Il paesaggio si mescola con l’antropico:
“Una sola linea costiera si estende in pianura, alle cui spalle, invece, gli edifici si affastellano l’uno sopra l’altro. Palazzi di sei sette piani, collegati al suolo da vertiginose scale, sembrano, se paragonati alle ville, veri e propri grattacieli”.

Il giorno feriale si mescola col festivo:
“Questa musica è residuo dei giorni di festa passati e, insieme, preludio di quelli futuri, poiché il giorno di festa permea irrefrenabilmente ogni singolo giorno di lavoro. […] Un granello di domenica si cela dietro ogni singolo giorno della settimana, e quanti giorni della settimana sono contenuti in questa domenica!”

La vita privata si mescola con la vita pubblica:
“Diffusa, porosa, disseminata è la vita privata. […] L’esistenza, che per i nordeuropei è la più intima delle faccende, qui a Napoli diventa un fatto collettivo. La casa per i napoletani non è un asilo in cui si rifugiano gli uomini, ma un serbatoio da cui senza sosta si riversano all’esterno”.

La lingua si mescola col gesto:
“La lingua dei gesti è qui più viva che in qualsiasi altro luogo in Italia. Il loro modo di comunicare resta per i forestieri impenetrabile”.

E, infine, è a Napoli che la miseria si mescola col lusso:
“Veri e propri laboratori di questo processo di permeazione sono i caffè. La vita, qui dentro, si svolge senza mai ristagnare. Si tratta di spazi scarni e aperti, simili a caffè popolari per operai, tutto il contrario dei caffè viennesi intesi come ristretti circoli letterari della borghesia”.

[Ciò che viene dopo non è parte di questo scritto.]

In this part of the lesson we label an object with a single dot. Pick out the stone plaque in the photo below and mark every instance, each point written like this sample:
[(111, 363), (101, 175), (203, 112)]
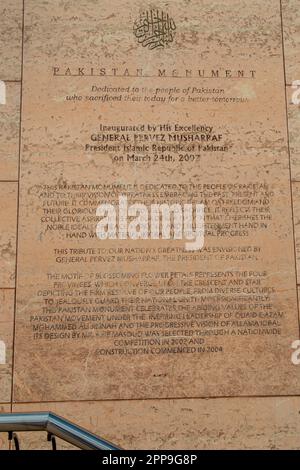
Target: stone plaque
[(171, 104)]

Ma la citazione più emblematica sulla porosità di Napoli e dei napoletani che si può ricavare da questo brevissimo saggio e con cui vale la pena concludere il discorso, è la seguente: “Porosità significa non solo, o non tanto, l’indolenza meridionale nell’operare, bensì piuttosto, e soprattutto, l’eterna passione per l’improvvisare”.